The ISBN-13 (International Standard Book Number) of a book is a 13-digit number (often located on the back of the book) that encodes information about the book (e.g., country, publisher). If $d_1, d_2, \dots, d_{13}$ are the digits of the ISBN-13, then the last digit $d_{13}$ is chosen such that the checksum $$ d_1 + 3d_2 + d_3 + 3d_4 + \dots + d_{11} + 3d_{12} + d_{13} $$ modulo $10$ is equal to $0$.

Exercise 2.2

Given that the first 12 digits of an ISBN-13 are 978111940297, what must the last digit be?

Solution

The last digit must be 8.

Bonus

Which book has this ISBN-13? 😉

Exercise 2.3

Write a program that prompts the user for the first 12 digits of an ISBN-13 and outputs the 13^th digit.
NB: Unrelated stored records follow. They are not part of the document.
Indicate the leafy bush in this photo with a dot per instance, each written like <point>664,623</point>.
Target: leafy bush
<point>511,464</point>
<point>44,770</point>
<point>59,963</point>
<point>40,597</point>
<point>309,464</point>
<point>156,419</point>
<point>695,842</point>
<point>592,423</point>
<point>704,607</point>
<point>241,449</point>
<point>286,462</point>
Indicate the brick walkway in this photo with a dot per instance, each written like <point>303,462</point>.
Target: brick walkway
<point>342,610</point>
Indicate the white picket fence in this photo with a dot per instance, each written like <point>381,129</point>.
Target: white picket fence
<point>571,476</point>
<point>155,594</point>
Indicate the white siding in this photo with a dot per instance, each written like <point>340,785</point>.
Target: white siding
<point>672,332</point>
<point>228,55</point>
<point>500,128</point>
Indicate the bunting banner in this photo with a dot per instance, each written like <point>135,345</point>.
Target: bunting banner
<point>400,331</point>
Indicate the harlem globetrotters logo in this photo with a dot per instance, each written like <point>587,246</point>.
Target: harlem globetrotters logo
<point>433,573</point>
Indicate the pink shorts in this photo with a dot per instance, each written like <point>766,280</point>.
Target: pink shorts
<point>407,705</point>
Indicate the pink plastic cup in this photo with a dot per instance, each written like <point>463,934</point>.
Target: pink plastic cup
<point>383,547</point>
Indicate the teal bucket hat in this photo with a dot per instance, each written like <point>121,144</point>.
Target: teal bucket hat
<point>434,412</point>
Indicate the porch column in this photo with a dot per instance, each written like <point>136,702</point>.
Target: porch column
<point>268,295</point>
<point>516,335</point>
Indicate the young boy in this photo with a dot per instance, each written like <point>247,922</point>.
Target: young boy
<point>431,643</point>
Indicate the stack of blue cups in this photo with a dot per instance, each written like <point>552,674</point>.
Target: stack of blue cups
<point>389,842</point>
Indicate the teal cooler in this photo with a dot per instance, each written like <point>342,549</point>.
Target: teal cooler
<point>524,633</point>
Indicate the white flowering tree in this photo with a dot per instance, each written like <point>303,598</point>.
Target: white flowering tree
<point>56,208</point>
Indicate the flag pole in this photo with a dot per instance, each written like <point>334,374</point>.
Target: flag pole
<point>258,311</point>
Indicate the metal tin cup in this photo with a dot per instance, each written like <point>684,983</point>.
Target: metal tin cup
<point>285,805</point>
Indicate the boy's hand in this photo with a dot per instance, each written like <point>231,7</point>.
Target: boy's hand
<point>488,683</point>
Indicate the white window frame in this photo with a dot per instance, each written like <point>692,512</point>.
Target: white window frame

For example, if the user enters

978030640615

the program should output

7

and if the user enters

978006065292

the program should output

0

Solution

Here is one possible solution, using strings and characters.

#include <iostream>
#include <string>

using namespace std;

int main() {
    string isbn;

    cout << "Enter the first 12 digits of the ISBN-13: ";
    cin >> isbn;

    int odd_sum = isbn[0] + isbn[2] + isbn[4] +
                  isbn[6] + isbn[8] + isbn[10] - 6 * '0';

    int even_sum = isbn[1] + isbn[3] + isbn[5] +
                   isbn[7] + isbn[9] + isbn[11] - 6 * '0';

    cout << "The last digit is: ";
    cout << (10 - (odd_sum + 3 * even_sum) % 10) % 10 << '\n';

    return 0;
}

Digits and modulo

We observe that the last digit of any nonnegative integer is always equal to that integer modulo 10.

To prove this, suppose that the number has $n$ digits $d_0, d_1, \dots, d_{n-1}$ indexing from right to left (for example, if the number is $2345$, then $n = 4$ and $d_0 = 5$, $d_1 = 4$, $d_2 = 3$, $d_3 = 2$). Then the number is equal to $$ d_{n-1} \cdot 10^{n-1} + d_{n-2} \cdot 10^{n-2} + \cdots + d_1 \cdot 10^1 + d_0 \cdot 10^0, $$ which is equal to $$ \definecolor{accent}{RGB}{47, 142, 194} {\color{accent} (d_{n-1} \cdot 10^{n-2} + d_{n-2} \cdot 10^{n-3} + \cdots + d_1 \cdot 10^0) \cdot 10} + d_0. $$ Since ${\color{accent} (d_{n-1} \cdot 10^{n-2} + d_{n-2} \cdot 10^{n-3} + \cdots + d_1 \cdot 10^0) \cdot 10}$ is a multiple of 10 and $0 \leq d_0 < 10$, the remainder of the division of the number by 10 must equal $d_0$, which is the last (i.e., rightmost) digit.